Zweitens suchen wir immer nach strukturellen Marktvorteilen. Das kann ein geografischer Vorteil sein, wie etwa in Boston: Dort gibt es Top-Talente, aber einige der großen Tier-1-VCs haben ihren Fokus auf San Francisco gelegt, wodurch die Bewertungen im direkten Vergleich niedriger sind. Ähnliches gilt für Indien, wo exzellent ausgebildete Tech-Talente günstig zu finden sind. Bringst du so einen Founder in die USA, hast du sofort einen potenziellen Bewertungs-Uplift. Solche strukturellen asymmetrischen Vorteile wollen wir sehen – so wie Y Combinator extrem günstig an gute Assets kommt, weil ihre Finanzierungsstruktur ihnen einen riesigen Wettbewerbsvorteil bietet.

Wie macht ihr bei kleineren Fonds, die kaum Marketingbudgets haben, überhaupt das Sourcing? Wie findet ihr die global?
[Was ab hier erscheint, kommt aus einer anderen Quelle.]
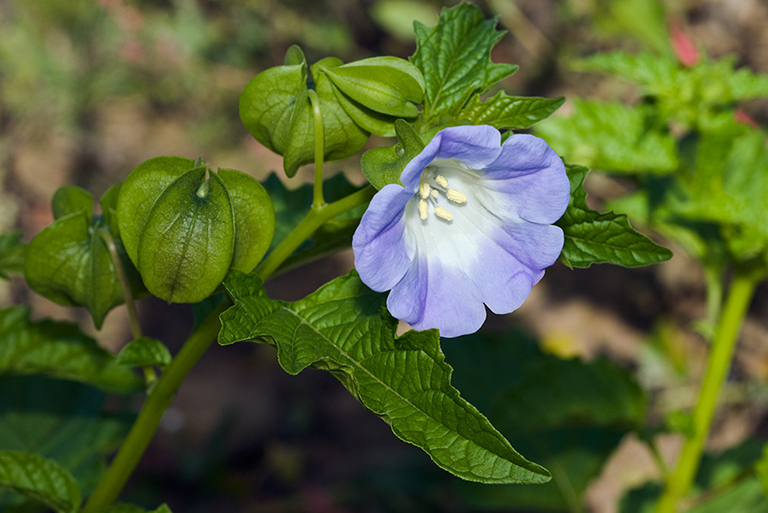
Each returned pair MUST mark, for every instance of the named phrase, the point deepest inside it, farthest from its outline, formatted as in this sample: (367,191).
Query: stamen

Marketing spielt bei uns keine relevante Rolle. Zu 70 Prozent läuft das über direkte Relationships. Die Incentives sind perfekt aligned: Wenn unsere GPs einen anderen brillanten Fondsmanager treffen, stellen sie ihn uns vor. Auf der LP-Ebene sind sie ja keine Konkurrenten. Wir bekommen durch unser Netzwerk von mehreren Dutzend Leuten so viele gute Intros, dass wir unsere Pipeline straff managen und den Großteil absagen müssen.

Ist das eine aktuelle Dynamik, dass es mehr spezialisierte kleine Fonds geben wird und nicht mehr so große Strukturen?

Zum Teil schon, aber kleine Fonds haben es aktuell auch sehr schwer beim Fundraising, weil die Qualität heute viel härter hinterfragt wird. Wer heute in Deutschland einen 100- bis 200-Millionen-Fonds für Series-A-Runden auflegt, konkurriert bei Top-Startups direkt mit amerikanischem Geld.

Da stellt sich schnell die Frage nach der echten Edge. Generalistische Fonds haben oft kein starkes Signal mehr im Markt und Investoren werden skeptisch, wenn nach zehn Jahren die Rendite ausbleibt. Venture Capital verzeiht Mittelmäßigkeit nicht: Ein durchschnittlicher Fonds liefert am Ende nur die Rendite des Aktienmarkts oder weniger, allerdings mit deutlich höherem Risiko. Nur die echten Outlier bringen die Performance, für die sich das Risiko lohnt. Genau deshalb ist Selektion alles und genau das ist unser Fokus.

Wer sind die LPs bei euch?

Ohne Namen zu nennen: Es ist ein Mix aus erfahrenen Unternehmern – Leuten, die selbst Firmen aufgebaut und verkauft haben –, Family Offices und Menschen aus unserem langjährigen Umfeld, die unsere Entwicklung von Anfang an verfolgt haben. 

Zum Abschluss: Was hast du als Ziele definiert?

Mein Ziel ist es, mittelfristig einen zweiten größeren Fonds aufzulegen. Ich möchte das aber nicht künstlich aufblähen; wir wollen die Entscheidungen so lange wie möglich zu zweit oder maximal zu dritt treffen und dafür einfach größere Tickets schreiben und uns stetig weiterentwickeln.

Für unsere Investoren wollen wir das Maximum herausholen. Wir als GPs haben 1,5 Millionen Euro eigenes Geld investiert und haben eine Hurdle Rate von 8 Prozent eingebaut. Das heißt, erst wenn unsere Investoren mehr als 8 Prozent jährliche Rendite machen, greift unsere Gewinnbeteiligung überhaupt. Mich würde selbst kein Vehikel interessieren, bei dem den Leuten nur Gebühren aus der Tasche gezogen werden. Es ist absolut leistungsorientiert: Wenn wir einen guten Fonds bauen, haben alle Spaß – wenn nicht, dann eben nicht.